9 thoughts on “Frustrations of a straight person

  1. I’m willing to bet that when Martin Luther King Jr. gained infamy for the civil rights movement, there were some people who felt he was unqualified and misrepresented minorities. They just didn’t have the medium to voice their opinion.

    A few decades later, we have the Internet. People like this author probably don’t believe half the stuff they espouse. I think it’s one part riding on someone famous to further their “brand” and one part inherent jealousy of someone they feel is “unqualified” to talk about LGBTQ rights.

    It reminded me of when “Do the Harlem Shake” was a craze and went viral. Some of my dancer friends, Harlem or NY friends, and black friends either internalized and took offense to it (“that’s not THE Harlem Shake”) when there was no need. That was groan-worthy and it sucks because I do it sometimes, catching myself after the fact. Rationality out the window.

  2. meh….that post had too much whining in it for me to care. Maybe it had a point but I couldn’t read it. My question is, when will people stop letting others tell them what they are allowed to think, or express? I don’t get why people invest sso much thought in what other people feel they should do. No wonder everyone is miserable. If I have an opinion on something and I feel like expressing it I will, telling i have no right to have an opinion is lame. My brain entitles me to have an opinion, end of subject. People are going to have an opinion about other people. Either you let them label you with it or you don’t. I don’t care how many people think I’m a loud, whorish, ghetto fabulous black woman named Qu’intarya. It does not make me that. On the flip side, I don’t care if people think I should feel oppressed and whine all the time about such oppression because I am a woman and a minority. I don’t feel that way and I am not oppressed in any form. Maybe my rant had nothing to do with the article but I don’t get letting others determine what you are allowed to think or express.
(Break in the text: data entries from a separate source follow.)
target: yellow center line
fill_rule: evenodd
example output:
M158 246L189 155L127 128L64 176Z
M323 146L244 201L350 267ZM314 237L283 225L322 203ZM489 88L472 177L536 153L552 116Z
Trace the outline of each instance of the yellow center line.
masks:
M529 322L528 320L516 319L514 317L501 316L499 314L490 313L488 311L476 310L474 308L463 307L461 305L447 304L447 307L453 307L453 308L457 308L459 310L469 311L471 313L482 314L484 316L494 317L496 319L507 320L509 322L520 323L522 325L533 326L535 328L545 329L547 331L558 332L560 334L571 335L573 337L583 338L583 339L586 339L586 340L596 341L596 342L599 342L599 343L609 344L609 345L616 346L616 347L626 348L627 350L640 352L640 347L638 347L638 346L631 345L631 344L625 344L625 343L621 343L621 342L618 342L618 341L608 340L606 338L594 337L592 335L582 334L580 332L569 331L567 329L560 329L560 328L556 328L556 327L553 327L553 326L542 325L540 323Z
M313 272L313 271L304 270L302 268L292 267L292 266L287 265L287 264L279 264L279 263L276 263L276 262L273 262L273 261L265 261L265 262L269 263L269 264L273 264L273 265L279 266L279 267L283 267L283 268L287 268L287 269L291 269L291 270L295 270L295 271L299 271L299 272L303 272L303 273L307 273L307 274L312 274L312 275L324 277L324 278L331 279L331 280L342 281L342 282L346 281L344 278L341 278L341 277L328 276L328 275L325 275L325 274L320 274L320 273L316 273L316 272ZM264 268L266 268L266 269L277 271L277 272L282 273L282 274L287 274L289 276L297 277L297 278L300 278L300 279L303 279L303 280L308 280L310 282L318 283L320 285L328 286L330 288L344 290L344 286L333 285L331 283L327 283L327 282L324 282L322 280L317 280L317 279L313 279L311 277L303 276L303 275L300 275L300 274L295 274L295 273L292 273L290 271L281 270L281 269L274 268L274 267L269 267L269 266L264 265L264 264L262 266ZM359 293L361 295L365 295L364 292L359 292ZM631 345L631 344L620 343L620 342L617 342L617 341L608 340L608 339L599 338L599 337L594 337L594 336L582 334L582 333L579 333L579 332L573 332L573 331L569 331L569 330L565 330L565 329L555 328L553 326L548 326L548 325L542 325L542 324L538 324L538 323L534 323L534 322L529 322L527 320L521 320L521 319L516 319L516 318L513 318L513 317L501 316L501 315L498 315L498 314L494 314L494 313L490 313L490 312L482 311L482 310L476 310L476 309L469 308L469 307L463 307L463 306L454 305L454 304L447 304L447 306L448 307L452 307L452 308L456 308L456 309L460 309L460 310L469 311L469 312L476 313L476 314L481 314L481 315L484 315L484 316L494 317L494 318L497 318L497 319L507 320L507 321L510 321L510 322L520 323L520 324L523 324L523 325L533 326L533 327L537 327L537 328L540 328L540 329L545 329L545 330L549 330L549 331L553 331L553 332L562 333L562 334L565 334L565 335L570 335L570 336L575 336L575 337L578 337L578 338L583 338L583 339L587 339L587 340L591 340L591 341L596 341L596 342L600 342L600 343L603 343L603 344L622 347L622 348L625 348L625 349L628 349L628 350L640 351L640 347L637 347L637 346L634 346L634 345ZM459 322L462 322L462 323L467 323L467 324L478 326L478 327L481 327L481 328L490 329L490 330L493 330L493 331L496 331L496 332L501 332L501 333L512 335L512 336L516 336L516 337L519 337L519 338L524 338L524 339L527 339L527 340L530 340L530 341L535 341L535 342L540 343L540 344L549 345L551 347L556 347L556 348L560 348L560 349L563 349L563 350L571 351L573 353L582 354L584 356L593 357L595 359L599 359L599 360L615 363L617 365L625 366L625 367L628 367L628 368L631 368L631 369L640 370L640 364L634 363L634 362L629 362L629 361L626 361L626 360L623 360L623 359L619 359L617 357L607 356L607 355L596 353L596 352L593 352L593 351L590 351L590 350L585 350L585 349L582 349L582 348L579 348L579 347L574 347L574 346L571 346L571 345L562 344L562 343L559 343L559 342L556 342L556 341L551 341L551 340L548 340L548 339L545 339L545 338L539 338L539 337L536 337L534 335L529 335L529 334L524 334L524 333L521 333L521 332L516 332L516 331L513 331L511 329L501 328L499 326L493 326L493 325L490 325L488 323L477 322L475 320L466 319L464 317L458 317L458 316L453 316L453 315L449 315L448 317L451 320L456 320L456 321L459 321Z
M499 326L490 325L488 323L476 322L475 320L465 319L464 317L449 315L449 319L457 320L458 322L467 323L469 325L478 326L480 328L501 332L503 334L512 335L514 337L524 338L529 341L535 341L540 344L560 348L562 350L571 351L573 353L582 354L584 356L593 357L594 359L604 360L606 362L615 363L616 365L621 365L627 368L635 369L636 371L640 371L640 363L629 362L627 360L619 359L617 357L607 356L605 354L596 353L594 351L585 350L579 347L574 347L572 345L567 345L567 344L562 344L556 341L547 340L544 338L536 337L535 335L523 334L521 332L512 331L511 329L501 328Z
  3. I actually think Macklemore’s One Love song was amazing and brought me a sniffle when I first heard it. He wrote it because he has an uncle who’s gay, so he may not be gay himself but it’s personal enough for him to warrant an opinion. And I also give him credit for following up a hit smash single with a positive work of art with a strong social message where other artists would have milked it for more clubby dancey consumable crap.

    As for Le1f, there’s constructive social criticism and then there’s BITCHING. I’ll let you decide which is which.

  4. Bran MacFeabhail says:

    I got a little teary-eyed at that music video. And change has to start somewhere. Sometimes views have to be espoused by someone currently popular to start changing minds, thats just how humans work. All of the work that lgbt groups do to get acceptance or raise awareness is usually in places where that group is already sort of accepted and tolerated. I guarantee you they haven’t cut into the rural United States yet.

    And honestly, I find a lot of that awareness activity to be condescending and pretentious, while realizing its a defense mechanism for being marginalized (you don’t like us? we don’t care, lets be jerks) I don’t others make me feel bad for being straight. I DO feel bad when other people make fun of or hurt others for something beyond their control and speak up when I witness intolerance. Every group is going to have people like this author–someone who has has such a narrow view of how his own cause ought to be run that when change doesn’t come from him or his group, he can’t accept it. Hopefully he’ll get a clue, but in the meantime, it doesn’t cost us anything to be kind. 🙂

    1. That’s what I thought was so weird.. here’s this guy bitching about how hard LGBTQ groups work for tolerance and acceptance… and yet when someone, perhaps a little consumable and poppy comes along and promotes his cause, he gets pissy because it’s not how he would have done it. It IS so damned pretentious… like the less educated, the less activist-prone, the Joe Everyday aren’t “special” enough to have their own kind of understanding of the issues, is what it sounds like to me. If your acceptance isn’t acceptable, it’s nil. I almost feel like some groups, whether LGBTQ related or not, just want to remain the underdogs because it gives them an angle from which to perpetuate their own personal negativity. But I digress.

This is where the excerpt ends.